Beyond finances, the preK-12 educational system has to be changed to be more just and holistic, including getting rid of the punitive use of the MCAS exams. "We want the money spent on our public schools and colleges, and implementing the Student Opportunity Act, but we want to embrace a whole-child approach to education," Page said. "We need to get rid of what is hampering educators, which is the current set-up of this high-stakes testing system."
Governor Maura Healey, who supported the Fair Share Amendment, has said publicly several times that she understands its funds will be in addition to, not in place of, existing appropriations for education. Similar statements have been made since November by other state leaders, including Senate President Karen Spilka.
Healey, whose first budget is expected to be delivered to the Legislature by March 1, won the recommendation of the MTA in her gubernatorial race.
MTA leaders already have scheduled or held meetings with her cabinet members, including Patrick Tutwiler, the new Secretary of Education, to share the union’s priorities. Unlike his predecessor, Tutwiler has had a long career in public education, including work as a classroom teacher and school and district administrator.
The MTA’s priorities for the Fair Share proceeds are encased in a package of bills newly introduced on Beacon Hill.

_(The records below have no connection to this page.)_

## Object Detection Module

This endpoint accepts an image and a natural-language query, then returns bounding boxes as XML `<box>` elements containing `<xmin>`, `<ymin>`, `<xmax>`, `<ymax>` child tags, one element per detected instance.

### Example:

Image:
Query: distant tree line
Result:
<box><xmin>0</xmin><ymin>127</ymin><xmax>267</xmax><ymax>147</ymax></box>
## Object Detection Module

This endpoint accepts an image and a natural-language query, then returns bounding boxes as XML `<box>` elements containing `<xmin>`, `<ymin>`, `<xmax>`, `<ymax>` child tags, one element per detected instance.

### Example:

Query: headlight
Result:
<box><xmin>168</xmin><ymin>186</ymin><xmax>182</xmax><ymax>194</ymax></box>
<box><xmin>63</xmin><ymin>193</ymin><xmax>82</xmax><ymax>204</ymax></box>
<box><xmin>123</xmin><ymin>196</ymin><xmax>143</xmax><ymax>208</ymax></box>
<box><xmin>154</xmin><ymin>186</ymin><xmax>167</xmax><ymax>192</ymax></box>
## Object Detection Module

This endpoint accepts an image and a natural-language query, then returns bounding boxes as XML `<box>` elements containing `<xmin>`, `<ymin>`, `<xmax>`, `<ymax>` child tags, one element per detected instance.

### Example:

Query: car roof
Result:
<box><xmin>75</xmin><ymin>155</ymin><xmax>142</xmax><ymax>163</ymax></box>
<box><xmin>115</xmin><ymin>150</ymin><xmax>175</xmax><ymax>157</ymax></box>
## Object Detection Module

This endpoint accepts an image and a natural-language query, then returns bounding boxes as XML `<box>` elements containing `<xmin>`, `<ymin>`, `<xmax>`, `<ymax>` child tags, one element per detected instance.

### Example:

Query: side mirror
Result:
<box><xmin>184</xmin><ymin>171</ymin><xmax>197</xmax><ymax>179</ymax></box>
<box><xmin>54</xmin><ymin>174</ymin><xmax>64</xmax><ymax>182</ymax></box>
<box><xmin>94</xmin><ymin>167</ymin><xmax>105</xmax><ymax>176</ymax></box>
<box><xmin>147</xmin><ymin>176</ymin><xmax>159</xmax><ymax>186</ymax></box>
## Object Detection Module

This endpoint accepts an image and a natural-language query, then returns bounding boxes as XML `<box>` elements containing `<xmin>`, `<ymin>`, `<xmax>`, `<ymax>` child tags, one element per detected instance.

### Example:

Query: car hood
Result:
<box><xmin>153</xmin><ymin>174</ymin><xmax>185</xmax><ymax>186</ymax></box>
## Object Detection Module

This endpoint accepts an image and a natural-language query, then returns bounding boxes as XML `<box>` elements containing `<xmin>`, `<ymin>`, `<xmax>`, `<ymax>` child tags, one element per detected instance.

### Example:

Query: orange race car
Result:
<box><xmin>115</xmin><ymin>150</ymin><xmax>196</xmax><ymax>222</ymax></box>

Each has received the endorsement of the MTA Government Relations Committee, and a grassroots campaign to encourage their passage will unfold soon.
The idea is to put the weight of the 115,000-member union behind each priority, in much the same way that union members have rallied for each other at the local level to fight for better contracts.

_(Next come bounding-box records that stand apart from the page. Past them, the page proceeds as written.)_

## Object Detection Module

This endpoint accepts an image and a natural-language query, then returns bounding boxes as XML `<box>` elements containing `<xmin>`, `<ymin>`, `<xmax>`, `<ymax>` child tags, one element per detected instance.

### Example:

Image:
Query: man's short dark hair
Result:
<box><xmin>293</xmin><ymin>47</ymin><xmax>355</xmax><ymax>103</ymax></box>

In other words, the familiar chant, "when we fight, we win" is going to be applied to statewide educational priorities.
The legislative agenda includes adoption of the Cherish Act for higher education, which would include debt-free public higher education, starting with community college and later including fouryear universities. More than 700,000 people in Massachusetts have some college credits, but no degree, Page noted. "It’s one thing to get access to college, but we have to help students get the best experience in college and get to graduation without crippling debt."
The newly reintroduced Cherish Act also would expand eligibility for state health care and retirement benefits to adjunct and part-time faculty. And it would add more funds for student support services, ensure adequate minimum funding for public higher education and require the state to resume coverage of capital construction and maintenance expenses, which are now passed on to local campuses and students.
The Thrive Act is the anti-high-stakes testing bill and would remove Massachusetts as an outlier among states in tying a standardized test to graduation. Only eight states now do so. The proposal would replace the MCAS graduation requirement with one that allows students’ districts to certify their completion of coursework and mastery of skills. And it would eliminate the use of state "receiverships" and return democratic control to communities and school committees.
The MTA also is making a priority of a fair inflation adjustment, or COLA, for public education retirees. Current law allows a COLA to be applied only to the first $13,000 of a pension. The bill would address this unfairness by immediately increasing that base to $18,000 and over time aligning it with the maximum amount used in Social Security benefits, which is $43,524 in 2023.
To get these priorities made into law, it’s important for MTA members to become versed in the legislative agenda.
"If we can commit ourselves to self-education as a union, when it comes to our legislative agenda, and how we can use policy to really transform what public education looks like in Massachusetts, then we will have a lot of collective power," said Betsy Preval, a member of the Cambridge Education Association and chair of the MTA Government Relations Committee.